# PTSB Open24 banking & pending transactions



## ClubMan (17 Apr 2007)

I noticed an odd one today - my online available balance was c. €18 less than the nominal balance around noon. Later this evening I checked again and the nominal and available balances were the same and the c. €18 transaction was listed. It was a _Laser _point of sale transaction. I guess that when I first looked the transaction was not fully reflected but the amount paid had been "reserved". Is it normal to see such transactions partially reflected as above?


----------



## Satanta (17 Apr 2007)

Had the same issue with an AIB account (well, the GF did), ~€60 purchase of a train ticket by laser that we'd both forgotten about.

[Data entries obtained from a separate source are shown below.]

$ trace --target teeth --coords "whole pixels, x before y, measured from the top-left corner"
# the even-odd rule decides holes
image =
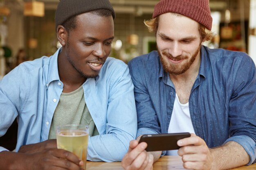
[[[93,66],[99,66],[100,64],[97,64],[97,63],[90,63],[90,64],[92,65]]]

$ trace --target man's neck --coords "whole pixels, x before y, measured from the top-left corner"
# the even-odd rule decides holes
[[[201,58],[199,53],[194,62],[185,73],[179,75],[169,74],[180,102],[182,104],[189,102],[191,89],[198,75],[200,62]]]
[[[69,62],[64,55],[64,53],[61,51],[58,57],[58,74],[61,81],[63,83],[63,92],[69,93],[78,88],[86,79],[82,76],[71,64],[68,64]]]

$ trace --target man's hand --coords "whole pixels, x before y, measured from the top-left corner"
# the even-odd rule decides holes
[[[3,151],[0,157],[1,170],[82,170],[84,163],[73,153],[56,148],[32,154]]]
[[[153,170],[154,157],[145,150],[147,146],[146,142],[139,144],[137,141],[131,141],[128,152],[122,160],[122,166],[126,170]]]
[[[191,137],[178,141],[181,147],[178,155],[182,157],[183,167],[185,169],[195,170],[213,170],[216,166],[210,150],[203,139],[194,134]]]
[[[33,153],[41,152],[47,149],[56,148],[56,139],[49,139],[42,142],[21,146],[18,152],[24,153]]]

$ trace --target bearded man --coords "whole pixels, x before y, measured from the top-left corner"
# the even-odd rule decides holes
[[[138,140],[144,134],[188,132],[178,150],[146,152],[130,142],[126,170],[151,170],[162,155],[182,157],[193,170],[222,170],[255,163],[255,66],[245,53],[209,49],[209,0],[161,0],[153,19],[157,51],[132,60]],[[159,144],[161,145],[161,144]]]

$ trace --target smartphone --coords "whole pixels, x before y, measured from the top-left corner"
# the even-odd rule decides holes
[[[148,144],[146,150],[148,152],[159,150],[175,150],[180,147],[177,141],[185,137],[190,137],[189,132],[144,135],[139,143],[145,142]]]

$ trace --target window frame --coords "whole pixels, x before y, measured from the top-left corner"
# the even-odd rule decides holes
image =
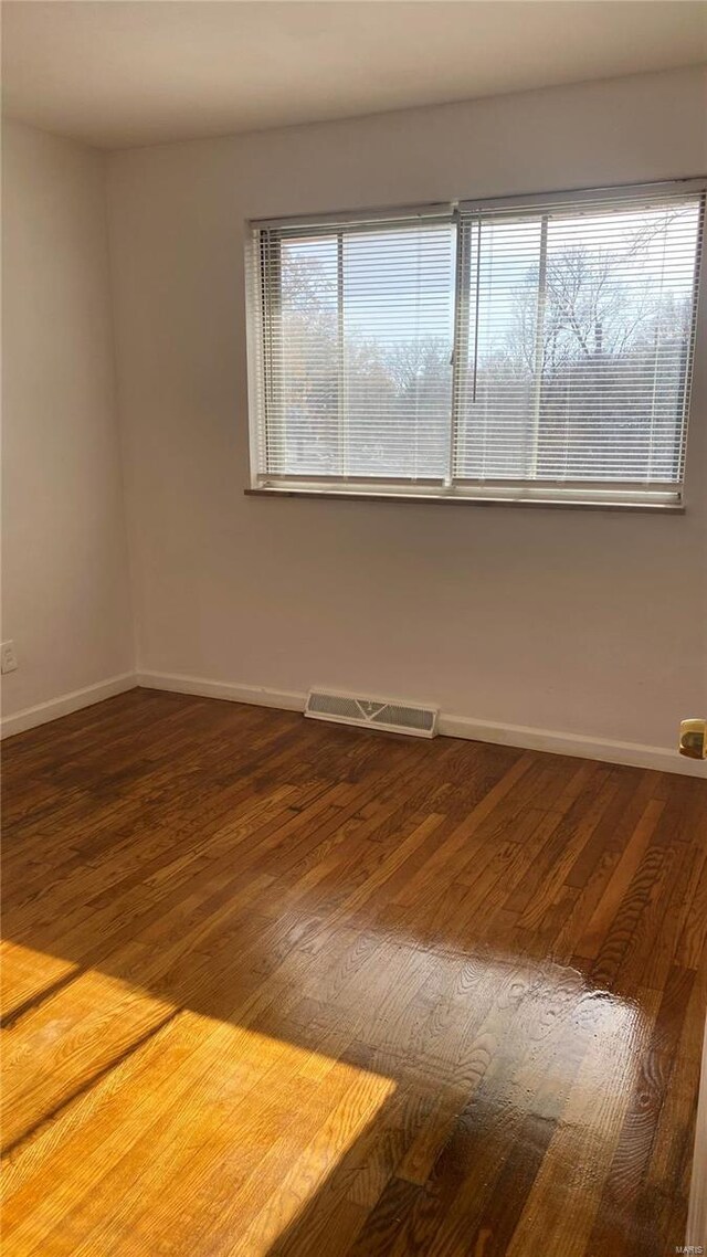
[[[335,214],[312,214],[278,219],[254,219],[247,222],[245,274],[247,274],[247,353],[248,353],[248,427],[250,484],[247,494],[264,497],[315,497],[341,498],[346,500],[386,500],[386,502],[437,502],[468,503],[476,505],[535,505],[561,507],[601,510],[639,510],[672,512],[684,510],[684,469],[686,446],[691,417],[691,393],[697,351],[697,319],[699,288],[703,265],[703,244],[706,228],[707,177],[689,177],[653,184],[632,184],[600,189],[576,189],[559,192],[526,194],[520,196],[484,197],[453,202],[433,202],[418,206],[390,206],[377,210],[337,211]],[[459,403],[462,371],[458,370],[462,351],[468,348],[469,323],[469,259],[465,256],[465,231],[462,230],[462,215],[520,211],[523,216],[535,207],[564,207],[609,202],[611,207],[620,206],[621,200],[635,201],[664,195],[694,196],[699,201],[697,224],[697,246],[692,284],[692,309],[688,333],[688,360],[684,385],[684,407],[682,411],[681,449],[682,480],[650,481],[642,489],[640,483],[598,480],[537,480],[537,479],[472,479],[454,476],[455,441],[459,432]],[[298,230],[321,230],[338,235],[346,229],[370,230],[376,222],[400,222],[420,219],[447,219],[455,224],[454,244],[454,326],[452,351],[452,401],[449,407],[449,466],[448,475],[442,479],[424,478],[379,478],[341,475],[296,475],[274,474],[263,470],[263,441],[267,441],[267,397],[272,388],[272,372],[268,372],[265,327],[270,331],[272,319],[265,317],[268,299],[272,299],[272,274],[265,270],[263,254],[263,233],[268,230],[297,234]],[[540,290],[540,289],[538,289]],[[467,339],[464,339],[467,337]],[[272,352],[272,351],[270,351]],[[676,446],[677,450],[677,446]]]

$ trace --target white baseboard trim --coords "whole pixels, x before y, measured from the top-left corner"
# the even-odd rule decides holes
[[[270,690],[260,685],[230,685],[209,681],[201,676],[179,676],[169,672],[138,672],[137,684],[152,690],[171,690],[176,694],[195,694],[201,698],[229,699],[231,703],[252,703],[258,706],[282,708],[303,711],[307,695],[294,690]],[[493,742],[523,750],[548,750],[556,755],[577,755],[580,759],[600,759],[609,764],[629,764],[634,768],[654,768],[658,772],[681,773],[684,777],[707,777],[707,766],[697,759],[684,759],[671,747],[645,747],[633,742],[610,742],[604,738],[585,738],[575,733],[556,733],[551,729],[533,729],[521,724],[489,724],[469,716],[439,716],[439,733],[449,738],[468,738],[472,742]]]
[[[533,729],[523,724],[489,724],[468,716],[440,715],[439,732],[450,738],[472,738],[496,742],[526,750],[548,750],[555,755],[577,755],[600,759],[606,764],[628,764],[632,768],[653,768],[683,777],[707,777],[707,764],[686,759],[672,747],[647,747],[639,742],[611,742],[609,738],[587,738],[579,733],[557,733],[555,729]]]
[[[228,699],[253,706],[274,706],[284,711],[303,711],[306,694],[293,690],[269,690],[263,685],[230,685],[208,681],[203,676],[180,676],[170,672],[137,672],[137,685],[147,690],[169,690],[172,694],[195,694],[203,699]]]
[[[15,733],[24,733],[25,729],[34,729],[39,724],[48,724],[49,720],[58,720],[59,716],[79,711],[81,708],[91,706],[93,703],[101,703],[116,694],[133,690],[136,685],[135,672],[123,672],[121,676],[109,676],[107,681],[87,685],[83,690],[73,690],[70,694],[59,695],[58,699],[49,699],[48,703],[38,703],[36,706],[4,716],[0,720],[0,738],[11,738]]]

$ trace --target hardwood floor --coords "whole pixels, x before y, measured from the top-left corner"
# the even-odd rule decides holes
[[[4,778],[5,1257],[684,1242],[707,783],[143,690]]]

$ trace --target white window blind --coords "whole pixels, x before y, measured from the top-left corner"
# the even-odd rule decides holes
[[[254,485],[679,502],[702,201],[254,224]]]

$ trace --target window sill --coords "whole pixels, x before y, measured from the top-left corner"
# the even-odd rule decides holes
[[[464,507],[532,507],[535,509],[551,510],[620,510],[638,512],[639,514],[669,514],[684,515],[683,503],[674,502],[591,502],[561,498],[521,498],[521,497],[486,497],[473,494],[445,494],[445,493],[386,493],[385,490],[366,489],[296,489],[288,485],[287,489],[277,488],[250,488],[244,490],[252,498],[326,498],[327,500],[341,499],[343,502],[398,502],[398,503],[435,503],[437,505],[464,505]]]

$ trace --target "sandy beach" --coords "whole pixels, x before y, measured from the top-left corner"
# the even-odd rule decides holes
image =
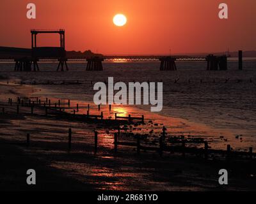
[[[4,64],[3,66],[3,69],[11,65]],[[29,78],[32,79],[30,80],[28,80],[26,73],[4,71],[1,73],[3,76],[0,83],[0,105],[1,107],[6,107],[5,113],[0,114],[1,161],[4,164],[3,166],[4,166],[1,170],[3,178],[0,183],[1,189],[13,189],[13,185],[18,191],[255,189],[255,161],[250,161],[248,158],[234,159],[232,163],[227,163],[223,156],[211,156],[207,161],[201,156],[188,154],[184,157],[178,153],[164,153],[163,157],[161,157],[157,152],[143,151],[138,156],[136,149],[124,146],[118,147],[118,154],[116,155],[113,152],[113,135],[116,131],[115,126],[100,123],[70,120],[61,117],[46,117],[43,115],[44,111],[40,109],[35,109],[35,114],[31,115],[29,108],[26,107],[20,107],[20,114],[17,115],[15,113],[15,106],[10,106],[8,104],[9,98],[13,98],[14,101],[17,97],[39,97],[42,99],[47,97],[55,102],[58,99],[61,99],[61,101],[70,99],[71,106],[73,106],[77,103],[84,106],[90,103],[92,113],[99,114],[97,106],[93,106],[92,103],[93,92],[91,80],[105,80],[104,76],[109,76],[111,73],[114,75],[113,68],[111,66],[115,68],[116,65],[109,64],[106,70],[101,73],[86,73],[88,81],[83,81],[84,79],[83,79],[82,76],[77,77],[78,75],[81,75],[80,66],[82,66],[78,64],[78,71],[74,71],[72,68],[77,68],[77,64],[70,64],[71,74],[68,72],[58,73],[56,74],[57,76],[54,78],[49,76],[49,71],[42,71],[40,75],[31,73]],[[47,64],[43,66],[49,70],[52,69],[52,66]],[[140,79],[129,75],[134,71],[132,69],[124,69],[122,71],[122,74],[120,74],[122,71],[119,71],[115,75],[116,78],[124,82],[132,80],[163,80],[166,84],[164,91],[168,92],[165,95],[168,97],[166,101],[172,101],[173,103],[165,103],[163,113],[161,115],[150,113],[148,107],[116,105],[113,106],[109,111],[108,106],[102,106],[100,111],[104,113],[104,117],[113,118],[115,112],[120,115],[127,116],[131,113],[135,116],[145,116],[145,124],[122,125],[121,131],[123,134],[121,140],[134,141],[134,136],[136,133],[148,134],[143,142],[156,145],[164,126],[167,128],[167,143],[171,142],[173,138],[179,139],[181,137],[190,140],[193,142],[191,145],[198,148],[202,147],[202,143],[196,142],[198,140],[208,142],[212,149],[225,150],[227,144],[231,144],[232,150],[248,151],[248,147],[255,148],[255,138],[252,137],[255,131],[254,124],[251,122],[252,120],[247,120],[248,115],[254,117],[253,103],[250,105],[250,109],[247,109],[246,105],[241,106],[239,111],[244,114],[237,118],[234,116],[239,111],[236,110],[236,106],[243,103],[243,99],[242,101],[237,100],[239,103],[234,103],[227,106],[225,104],[228,103],[228,99],[223,101],[225,97],[221,96],[221,99],[219,98],[218,100],[219,106],[211,111],[212,114],[211,120],[209,119],[211,116],[208,116],[208,118],[205,116],[205,113],[209,113],[211,110],[209,104],[213,102],[212,99],[209,99],[211,103],[205,101],[202,103],[202,101],[207,98],[205,94],[212,86],[214,89],[217,86],[217,89],[220,91],[225,89],[223,86],[227,84],[223,80],[228,78],[228,75],[234,75],[234,72],[227,73],[224,76],[221,74],[218,76],[218,73],[211,73],[209,76],[204,76],[204,73],[197,76],[191,75],[192,82],[189,85],[188,78],[182,76],[182,71],[173,73],[174,75],[165,76],[165,78],[163,74],[155,76],[154,79],[150,78],[150,76],[156,75],[156,72],[152,69],[147,69],[147,71],[144,70],[144,73],[147,73],[144,75],[141,73],[142,71],[138,71],[141,76],[143,76]],[[6,75],[8,75],[8,78],[5,78],[7,77]],[[177,84],[174,84],[174,79],[178,78],[180,78],[179,82]],[[77,85],[51,85],[51,82],[52,81],[74,81],[74,78],[78,78],[82,83]],[[202,78],[203,83],[200,82]],[[215,85],[212,81],[213,78],[216,80]],[[237,78],[242,78],[243,82],[237,83]],[[252,98],[248,98],[249,94],[246,95],[248,103],[253,103],[255,91],[253,90],[255,90],[255,84],[250,83],[250,78],[252,78],[253,81],[255,78],[250,71],[243,74],[238,73],[237,76],[233,76],[228,84],[230,89],[232,87],[236,91],[237,84],[241,84],[241,90],[243,90],[241,92],[244,94],[246,92],[252,94]],[[35,82],[35,84],[20,85],[20,81],[24,83]],[[50,84],[42,84],[42,82],[47,81],[50,81]],[[178,91],[178,88],[181,89]],[[187,89],[188,89],[186,90]],[[191,92],[191,89],[195,89],[195,91]],[[75,90],[81,94],[73,94]],[[228,94],[231,94],[230,98],[235,92],[236,94],[239,94],[237,91],[232,92],[232,89],[228,90]],[[192,103],[186,101],[185,97],[180,98],[183,94],[189,96],[186,93],[186,91],[191,92],[192,95],[189,97],[198,98],[198,100]],[[212,98],[218,99],[220,97],[220,95],[215,97],[212,91],[210,91]],[[200,94],[201,98],[196,98],[195,94]],[[209,93],[208,96],[209,94]],[[223,96],[226,97],[227,95]],[[196,105],[196,103],[198,105]],[[217,103],[217,101],[214,103]],[[201,106],[202,104],[205,106]],[[202,111],[198,112],[198,108],[200,107]],[[232,111],[227,111],[227,113],[232,113],[229,114],[229,117],[218,116],[218,113],[223,111],[223,108],[228,110],[228,107],[233,108]],[[184,114],[188,112],[189,112],[189,114]],[[81,109],[79,113],[85,112],[85,110]],[[212,117],[215,119],[213,120]],[[201,121],[198,119],[201,119]],[[236,122],[239,123],[240,126]],[[236,128],[233,128],[235,126]],[[67,143],[68,128],[72,128],[73,135],[72,148],[70,151],[68,150]],[[93,153],[94,130],[99,133],[97,155]],[[27,133],[31,134],[29,148],[26,145]],[[22,178],[29,167],[38,169],[38,185],[35,189],[24,186],[26,180]],[[221,168],[228,169],[231,172],[230,185],[225,187],[220,187],[218,182],[218,172]]]

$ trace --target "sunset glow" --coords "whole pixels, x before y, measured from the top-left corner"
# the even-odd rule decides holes
[[[123,14],[116,14],[113,18],[113,22],[116,26],[124,26],[126,24],[127,20]]]

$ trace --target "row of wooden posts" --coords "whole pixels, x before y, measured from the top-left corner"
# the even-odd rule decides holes
[[[36,102],[36,103],[35,103]],[[76,107],[70,107],[70,100],[68,100],[68,103],[66,104],[61,104],[61,101],[59,99],[58,103],[54,103],[54,105],[52,106],[51,101],[51,99],[49,99],[47,98],[45,99],[45,101],[42,101],[41,99],[36,98],[36,101],[31,101],[30,99],[29,99],[28,102],[28,106],[31,107],[31,113],[33,114],[34,113],[34,107],[36,105],[39,105],[40,106],[42,106],[42,103],[44,102],[44,108],[45,108],[45,115],[48,115],[48,110],[59,110],[60,112],[62,112],[62,110],[63,109],[74,109],[73,110],[73,114],[76,115],[76,112],[79,112],[79,108],[83,108],[83,107],[79,107],[78,103],[76,105]],[[12,98],[8,99],[8,103],[10,105],[10,106],[13,105],[13,100]],[[17,113],[19,114],[20,113],[20,105],[21,106],[24,106],[26,105],[25,104],[24,100],[21,99],[20,98],[17,98]],[[61,107],[61,105],[68,105],[68,107]],[[109,105],[109,111],[111,110],[111,105]],[[100,115],[90,115],[90,104],[88,105],[87,107],[88,110],[87,110],[87,114],[86,117],[88,118],[95,118],[95,119],[100,119],[101,120],[103,120],[103,112],[100,113]],[[100,111],[100,105],[98,105],[98,110]],[[3,108],[3,113],[4,113],[4,108]],[[118,116],[117,113],[115,113],[115,120],[116,120],[118,119],[125,119],[128,120],[129,122],[132,122],[132,120],[141,120],[142,122],[144,122],[145,121],[145,118],[144,115],[141,115],[141,117],[132,117],[131,114],[129,115],[128,117],[122,117],[122,116]]]
[[[71,150],[72,149],[72,129],[68,129],[68,150]],[[216,154],[225,154],[226,158],[229,160],[231,158],[231,156],[232,153],[235,153],[237,154],[241,154],[244,156],[249,156],[250,159],[252,159],[253,156],[255,156],[255,154],[253,153],[253,149],[250,147],[249,149],[249,152],[232,152],[230,145],[227,145],[227,151],[224,150],[209,150],[208,143],[207,142],[204,142],[204,149],[195,149],[195,148],[189,148],[186,147],[186,142],[185,140],[182,140],[181,143],[181,147],[177,147],[177,148],[173,148],[173,147],[167,147],[164,143],[164,138],[165,138],[165,130],[164,127],[162,133],[162,135],[159,138],[159,147],[146,147],[142,146],[141,145],[141,138],[138,136],[136,139],[136,143],[129,143],[129,142],[118,142],[118,138],[120,135],[120,130],[118,129],[118,133],[115,133],[114,134],[114,152],[115,154],[117,154],[118,152],[118,145],[122,146],[130,146],[130,147],[136,147],[137,154],[140,154],[141,150],[148,150],[148,151],[155,151],[157,152],[161,157],[163,156],[163,154],[164,151],[167,152],[181,152],[182,156],[185,156],[186,153],[191,153],[191,154],[203,154],[204,155],[204,157],[205,159],[208,159],[209,154],[211,153],[216,153]],[[98,138],[99,133],[97,131],[94,131],[94,154],[96,154],[98,152]],[[27,134],[27,147],[29,147],[30,146],[30,134]]]

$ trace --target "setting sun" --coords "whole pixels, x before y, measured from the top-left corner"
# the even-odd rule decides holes
[[[126,24],[127,19],[123,14],[117,14],[113,18],[113,22],[116,26],[124,26]]]

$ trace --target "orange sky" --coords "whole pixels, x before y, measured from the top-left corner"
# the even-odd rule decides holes
[[[26,5],[36,5],[36,19]],[[218,5],[228,5],[228,20]],[[1,0],[0,46],[30,47],[30,29],[66,30],[68,50],[104,54],[161,54],[256,50],[255,0]],[[118,13],[128,20],[113,25]],[[58,45],[42,36],[39,45]]]

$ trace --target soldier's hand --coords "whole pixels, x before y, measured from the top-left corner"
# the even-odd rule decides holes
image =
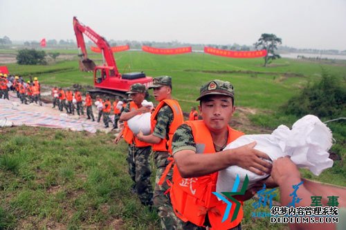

She queried it as she was phoning the 24hr banking on another matter and was told that the "balance" was the current balance as it stands, including any non processed transactions (not currently showing up in the transactions section). They commented that it was standard and happened on all accounts.


----------



## ClubMan (18 Apr 2007)

The only other time that I'd seen the "balance" and "available balance" differing was when chequest had been lodged that had not yet cleared. I didn't expect that you could have something similar for credits such as _Laser_ transactions not yet posted but which had "reserved" the money!? No big deal but I was just curious about the mechanics/details of how this worked...


----------



## Sue Ellen (18 Apr 2007)

I think I enquired on this some years back with possibly Visa ac with AIB. The answer I got was it was in the system and I think they might have used the expression "shaddowed" for the transaction. In other words the balance is showing up correctly but the transaction itself if just not appearing yet.


----------



## ClubMan (18 Apr 2007)

Thanks. I never noticed it before. I can come up with all sorts of logical _IT_ based explanations but it still surprised me from a purely administrative point of view.


----------



## Joe Nonety (18 Apr 2007)

A combination of the fact that the laser card gets used so much on my account and that PTSB are quite slow to process laser transactions and cheque lodgements means I can't ever remember seeing parity between "Account Balance" and "Available Balance".
I wonder which one they use for calculating interest.


----------